Understand Hot and Cold Data Separation in Lindorm - Lindorm

This page answers common questions about the hot and cold data separation feature in LindormTable.

When does data become cold?

Lindorm archives cold data asynchronously via a compaction process. The archival interval is calculated based on your hot-cold data boundary:

Parameter	Value
Default interval	Half the hot-cold data boundary
Minimum interval	1 day
Maximum interval	Half the major compaction period
Default major compaction period	20 days

For example, if your hot-cold data boundary is 3 days, a compaction runs every 1.5 days. If the boundary is 1 day, it runs once per day.

Can I manually trigger a compaction?

Yes. Run major_compact 'tableName' in an HBase Shell to force a compaction and immediately archive cold data to cold storage.

Important

The major_compact 'tableName' command increases I/O load. Avoid running it frequently.

Why isn't data cold after a compaction?

This can happen if the data you wrote has not yet been flushed to disk. Run a flush first to persist the in-memory data to disk, then run a compaction to move it to cold storage. To trigger compaction:

In HBase Shell, run the major_compact command.
In Lindorm-cli, use ALTER TABLE syntax.

Why is cold data archiving slowly?

Compaction backlog. If compactions are queuing up faster than they complete, hot-to-cold archiving slows down. Check the Compaction Queue Size(count) metric on the Instance Monitoring page under Table Metrics-Cluster Load. If the value is consistently above 0 and rising, you have a backlog. To resolve it, scale out or upgrade your instance to increase CPU resources. For details, see View monitoring information.

Outdated LindormTable version. Newer versions archive cold data faster. Check your current version in Release notes of LindormTable, then follow the steps in Minor version update to upgrade.

If neither resolves the issue, contact technical support.

Does cold data remain cold after an update (custom time column)?

It depends on whether the update changes the custom time column.

Update affects time column?	Result
No	Data remains cold
Yes	System re-evaluates hot/cold status based on the new value

Example: A table has primary key columns p1 and p2, and non-primary key columns c1 and c2. A row has values p1=row1, p2=2023-01-28, c1="c1", and c2="c2". The hot-cold data boundary is 1 day and the current date is 2023-01-30, so this row is cold.

Updating c1 or c2: row remains cold.
Updating p2 to 2023-01-30: row becomes hot, then cold again on February 1, 2023.

To keep cold data cold: Avoid updating the custom time column on rows you want to keep archived.

Is data separated without a custom time value?

No. Without a value in the custom time column, the system has no basis to classify the row, so it always stays in hot storage.

Does cold data remain cold after an update (timestamp-based)?

No. Any update to timestamp-based data refreshes its timestamp, making it hot again.

Why do hot-data queries return cold data?

Cold data archiving is periodic, not instant.
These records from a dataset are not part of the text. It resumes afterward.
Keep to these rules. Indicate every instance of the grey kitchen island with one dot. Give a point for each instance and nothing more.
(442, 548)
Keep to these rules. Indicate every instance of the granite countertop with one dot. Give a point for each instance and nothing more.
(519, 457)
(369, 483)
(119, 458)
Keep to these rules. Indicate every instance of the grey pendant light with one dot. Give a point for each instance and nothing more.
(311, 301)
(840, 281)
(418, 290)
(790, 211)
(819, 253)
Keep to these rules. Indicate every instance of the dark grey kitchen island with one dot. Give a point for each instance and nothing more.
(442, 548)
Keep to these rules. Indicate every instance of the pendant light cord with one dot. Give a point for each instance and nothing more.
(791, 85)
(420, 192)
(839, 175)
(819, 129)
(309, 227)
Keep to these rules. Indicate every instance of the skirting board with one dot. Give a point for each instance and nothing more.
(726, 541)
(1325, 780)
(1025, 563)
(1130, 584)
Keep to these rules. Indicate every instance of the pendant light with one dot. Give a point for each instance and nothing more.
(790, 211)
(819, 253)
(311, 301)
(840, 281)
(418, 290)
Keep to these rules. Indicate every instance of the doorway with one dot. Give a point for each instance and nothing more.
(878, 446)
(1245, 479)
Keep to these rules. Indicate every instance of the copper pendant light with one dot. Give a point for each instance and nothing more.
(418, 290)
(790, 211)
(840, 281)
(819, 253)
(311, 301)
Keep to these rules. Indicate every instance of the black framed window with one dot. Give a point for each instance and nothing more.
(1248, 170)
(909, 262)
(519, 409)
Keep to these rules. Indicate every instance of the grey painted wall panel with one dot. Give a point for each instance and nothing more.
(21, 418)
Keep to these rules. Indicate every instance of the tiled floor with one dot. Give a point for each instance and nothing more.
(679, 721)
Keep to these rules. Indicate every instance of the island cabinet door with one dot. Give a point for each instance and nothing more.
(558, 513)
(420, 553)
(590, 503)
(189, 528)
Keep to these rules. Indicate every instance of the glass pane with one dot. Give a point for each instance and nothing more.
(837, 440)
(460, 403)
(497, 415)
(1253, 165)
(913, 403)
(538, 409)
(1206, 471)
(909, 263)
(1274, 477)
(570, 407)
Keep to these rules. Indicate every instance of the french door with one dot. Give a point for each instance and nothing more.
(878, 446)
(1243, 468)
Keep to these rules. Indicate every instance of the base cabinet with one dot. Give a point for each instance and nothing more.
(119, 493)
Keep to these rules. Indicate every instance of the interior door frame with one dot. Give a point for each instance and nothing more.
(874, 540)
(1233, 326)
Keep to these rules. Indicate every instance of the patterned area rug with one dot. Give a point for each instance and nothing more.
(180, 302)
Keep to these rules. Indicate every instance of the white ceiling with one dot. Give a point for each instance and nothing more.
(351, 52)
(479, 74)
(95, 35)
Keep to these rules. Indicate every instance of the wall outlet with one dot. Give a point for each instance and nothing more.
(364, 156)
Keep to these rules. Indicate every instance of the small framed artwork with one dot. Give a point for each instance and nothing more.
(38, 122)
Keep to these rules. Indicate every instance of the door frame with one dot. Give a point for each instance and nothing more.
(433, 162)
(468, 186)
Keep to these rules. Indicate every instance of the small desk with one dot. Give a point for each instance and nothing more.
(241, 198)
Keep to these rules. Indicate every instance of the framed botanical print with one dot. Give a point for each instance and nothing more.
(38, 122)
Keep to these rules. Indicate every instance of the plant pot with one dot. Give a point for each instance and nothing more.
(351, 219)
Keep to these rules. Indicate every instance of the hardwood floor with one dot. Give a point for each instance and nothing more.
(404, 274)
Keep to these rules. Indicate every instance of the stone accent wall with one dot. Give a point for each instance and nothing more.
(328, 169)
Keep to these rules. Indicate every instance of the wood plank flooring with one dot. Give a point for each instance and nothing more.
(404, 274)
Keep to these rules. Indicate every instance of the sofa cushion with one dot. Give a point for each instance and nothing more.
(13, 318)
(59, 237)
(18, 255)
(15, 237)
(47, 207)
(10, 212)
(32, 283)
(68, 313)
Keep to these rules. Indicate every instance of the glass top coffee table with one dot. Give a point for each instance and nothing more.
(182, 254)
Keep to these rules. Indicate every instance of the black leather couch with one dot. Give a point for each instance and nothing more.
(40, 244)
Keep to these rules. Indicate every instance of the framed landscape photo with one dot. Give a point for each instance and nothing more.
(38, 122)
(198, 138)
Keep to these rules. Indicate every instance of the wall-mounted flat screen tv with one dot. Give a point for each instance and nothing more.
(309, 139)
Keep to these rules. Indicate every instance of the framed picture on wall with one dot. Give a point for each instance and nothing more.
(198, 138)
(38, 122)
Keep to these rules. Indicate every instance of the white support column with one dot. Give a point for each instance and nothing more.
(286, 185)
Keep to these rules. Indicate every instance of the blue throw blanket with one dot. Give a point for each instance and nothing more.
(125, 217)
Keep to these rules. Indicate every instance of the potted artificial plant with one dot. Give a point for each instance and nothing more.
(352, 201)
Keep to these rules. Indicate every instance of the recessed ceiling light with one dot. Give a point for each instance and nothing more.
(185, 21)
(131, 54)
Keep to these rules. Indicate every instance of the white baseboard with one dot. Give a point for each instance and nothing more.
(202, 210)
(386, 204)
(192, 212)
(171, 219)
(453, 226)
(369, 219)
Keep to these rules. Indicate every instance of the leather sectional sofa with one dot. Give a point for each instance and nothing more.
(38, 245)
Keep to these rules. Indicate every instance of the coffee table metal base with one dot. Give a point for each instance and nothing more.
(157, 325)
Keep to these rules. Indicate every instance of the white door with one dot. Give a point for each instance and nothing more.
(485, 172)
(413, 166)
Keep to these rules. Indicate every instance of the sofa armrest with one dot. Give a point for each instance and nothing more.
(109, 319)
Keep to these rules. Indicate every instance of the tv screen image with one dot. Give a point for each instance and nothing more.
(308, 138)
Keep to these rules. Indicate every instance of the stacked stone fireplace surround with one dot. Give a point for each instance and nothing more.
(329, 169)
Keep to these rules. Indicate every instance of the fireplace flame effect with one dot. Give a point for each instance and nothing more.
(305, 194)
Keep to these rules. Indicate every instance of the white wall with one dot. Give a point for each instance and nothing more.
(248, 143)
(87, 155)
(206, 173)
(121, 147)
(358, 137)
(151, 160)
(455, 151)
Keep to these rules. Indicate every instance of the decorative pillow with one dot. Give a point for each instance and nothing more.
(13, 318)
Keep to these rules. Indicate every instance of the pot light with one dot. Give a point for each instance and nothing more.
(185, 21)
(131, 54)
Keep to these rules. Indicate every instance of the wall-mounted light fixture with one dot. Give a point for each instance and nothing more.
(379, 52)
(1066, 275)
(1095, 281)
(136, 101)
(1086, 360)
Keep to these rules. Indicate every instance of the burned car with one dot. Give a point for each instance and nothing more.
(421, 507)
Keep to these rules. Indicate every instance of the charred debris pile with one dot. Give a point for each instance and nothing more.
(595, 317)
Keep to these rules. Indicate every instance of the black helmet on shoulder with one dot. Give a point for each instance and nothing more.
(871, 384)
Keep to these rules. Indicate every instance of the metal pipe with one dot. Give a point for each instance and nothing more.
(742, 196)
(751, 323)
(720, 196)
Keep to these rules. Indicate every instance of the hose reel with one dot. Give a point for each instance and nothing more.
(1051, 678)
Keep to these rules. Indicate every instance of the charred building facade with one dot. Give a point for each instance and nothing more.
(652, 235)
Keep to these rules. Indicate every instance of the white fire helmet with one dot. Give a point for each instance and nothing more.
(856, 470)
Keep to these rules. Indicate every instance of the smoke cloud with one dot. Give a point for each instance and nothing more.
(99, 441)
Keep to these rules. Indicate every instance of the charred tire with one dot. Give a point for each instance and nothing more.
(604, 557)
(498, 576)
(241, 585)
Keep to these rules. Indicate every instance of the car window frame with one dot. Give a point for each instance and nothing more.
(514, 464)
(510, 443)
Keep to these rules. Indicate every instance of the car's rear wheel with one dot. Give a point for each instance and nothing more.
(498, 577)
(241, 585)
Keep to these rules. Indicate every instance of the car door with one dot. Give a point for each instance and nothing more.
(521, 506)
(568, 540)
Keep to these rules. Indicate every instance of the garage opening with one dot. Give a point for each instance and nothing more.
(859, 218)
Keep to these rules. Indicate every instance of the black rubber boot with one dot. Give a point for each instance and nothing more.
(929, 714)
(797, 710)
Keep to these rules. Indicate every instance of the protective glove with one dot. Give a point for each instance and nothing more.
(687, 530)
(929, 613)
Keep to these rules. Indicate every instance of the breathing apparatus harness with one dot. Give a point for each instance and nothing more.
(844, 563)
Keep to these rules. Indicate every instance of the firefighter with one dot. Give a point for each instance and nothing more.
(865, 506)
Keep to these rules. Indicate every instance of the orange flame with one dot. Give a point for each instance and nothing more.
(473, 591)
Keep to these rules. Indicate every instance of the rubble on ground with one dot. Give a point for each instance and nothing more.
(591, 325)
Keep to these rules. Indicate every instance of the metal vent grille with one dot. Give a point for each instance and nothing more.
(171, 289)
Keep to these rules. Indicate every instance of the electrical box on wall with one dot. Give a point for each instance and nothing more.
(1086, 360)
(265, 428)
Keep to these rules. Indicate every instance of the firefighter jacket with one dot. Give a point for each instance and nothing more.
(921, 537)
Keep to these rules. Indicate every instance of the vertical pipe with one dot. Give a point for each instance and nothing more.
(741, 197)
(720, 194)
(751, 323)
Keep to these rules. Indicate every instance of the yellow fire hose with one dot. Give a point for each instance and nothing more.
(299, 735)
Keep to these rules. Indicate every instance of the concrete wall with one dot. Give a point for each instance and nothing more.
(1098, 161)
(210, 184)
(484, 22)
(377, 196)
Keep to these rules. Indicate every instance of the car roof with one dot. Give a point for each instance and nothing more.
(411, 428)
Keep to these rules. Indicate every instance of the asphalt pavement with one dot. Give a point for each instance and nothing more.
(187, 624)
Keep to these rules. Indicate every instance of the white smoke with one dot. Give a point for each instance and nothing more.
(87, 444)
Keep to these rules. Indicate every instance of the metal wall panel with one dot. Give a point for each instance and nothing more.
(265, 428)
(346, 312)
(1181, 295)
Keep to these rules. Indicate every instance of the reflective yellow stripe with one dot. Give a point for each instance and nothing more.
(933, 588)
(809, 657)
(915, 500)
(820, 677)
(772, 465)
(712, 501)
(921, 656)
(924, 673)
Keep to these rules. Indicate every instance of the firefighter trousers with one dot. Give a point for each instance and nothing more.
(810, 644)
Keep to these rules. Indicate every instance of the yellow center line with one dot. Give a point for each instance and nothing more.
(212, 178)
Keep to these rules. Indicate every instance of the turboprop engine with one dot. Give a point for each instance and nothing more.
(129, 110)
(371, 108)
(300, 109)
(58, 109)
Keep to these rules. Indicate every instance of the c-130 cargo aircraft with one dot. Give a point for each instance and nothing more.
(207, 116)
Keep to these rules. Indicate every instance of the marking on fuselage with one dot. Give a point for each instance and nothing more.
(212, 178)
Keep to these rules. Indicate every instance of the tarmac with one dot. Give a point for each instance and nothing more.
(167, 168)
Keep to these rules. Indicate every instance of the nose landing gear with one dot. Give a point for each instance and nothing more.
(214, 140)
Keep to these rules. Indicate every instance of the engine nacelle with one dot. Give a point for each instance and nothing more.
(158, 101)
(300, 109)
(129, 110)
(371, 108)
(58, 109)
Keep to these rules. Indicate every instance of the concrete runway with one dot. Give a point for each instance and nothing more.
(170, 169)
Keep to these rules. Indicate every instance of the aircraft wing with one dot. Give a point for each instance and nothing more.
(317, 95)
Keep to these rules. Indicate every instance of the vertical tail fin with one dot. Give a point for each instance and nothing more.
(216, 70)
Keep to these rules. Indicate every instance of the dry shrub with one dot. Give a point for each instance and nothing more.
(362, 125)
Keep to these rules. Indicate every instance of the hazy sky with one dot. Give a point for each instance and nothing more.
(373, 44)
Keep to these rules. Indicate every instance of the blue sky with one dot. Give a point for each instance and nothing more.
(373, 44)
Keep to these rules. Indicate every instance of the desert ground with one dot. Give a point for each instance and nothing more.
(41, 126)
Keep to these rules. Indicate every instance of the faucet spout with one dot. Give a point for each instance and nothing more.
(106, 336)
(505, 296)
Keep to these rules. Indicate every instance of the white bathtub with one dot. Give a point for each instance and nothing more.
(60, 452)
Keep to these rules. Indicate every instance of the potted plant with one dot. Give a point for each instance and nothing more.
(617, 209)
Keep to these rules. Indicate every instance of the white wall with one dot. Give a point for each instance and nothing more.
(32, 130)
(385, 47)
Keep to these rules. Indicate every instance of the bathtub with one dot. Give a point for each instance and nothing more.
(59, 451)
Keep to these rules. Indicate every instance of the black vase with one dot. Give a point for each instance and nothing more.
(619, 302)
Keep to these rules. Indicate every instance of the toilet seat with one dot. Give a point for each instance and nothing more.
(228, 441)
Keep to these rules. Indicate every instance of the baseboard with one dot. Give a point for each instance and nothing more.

When you query with the HOT_ONLY setting or the _l_hot_only_ hint, some data that has crossed the hot-cold boundary may still physically reside in hot storage and be included in results.

Add a time range filter to restrict results to the intended window:

-- Set _l_ts_min_ (start time) and _l_ts_max_ (end time) using consistent units.
SELECT /*+ _l_hot_only_(true), _l_ts_min_(1000), _l_ts_max_(2001) */ * FROM test WHERE p1>1;

Why do hot-data queries with HOT_ONLY time out?

This typically happens right after a data migration or after enabling hot and cold data separation on an existing table. The system may not have run an archival pass yet, leaving a large volume of cold data in hot storage. This increases the total data scanned and causes timeouts.

Run a major compaction on the table to force archival. For the syntax, see ALTER TABLE.

With HOT_ONLY or `_l_hot_only_(true)`, why do index and primary table queries differ?

The primary table and the index table each have independent archival processes that run on separate periodic schedules. At any given moment, the amount of cold data remaining in hot storage can differ between the two tables, causing inconsistent query results.

Add a time range filter to your query conditions to align results across both tables.

Why might a compaction trigger immediately after enabling separation?

The system checks whether the oldest data file's age exceeds the configured archival period. If it does, a compaction runs immediately. Whether this happens right away depends on how old your oldest file is relative to the archival period you configured.

Can I query cold data with a scan?

Yes. Specify a time range in your Scan operation to retrieve cold data.

For timestamp-based separation, see Query data separated by timestamp.
For custom time column separation, see Scan and query data separated by a custom time column.

Capacity-optimized and archive storage types have relatively low read IOPS, so Scan queries against cold data are slower than against hot storage.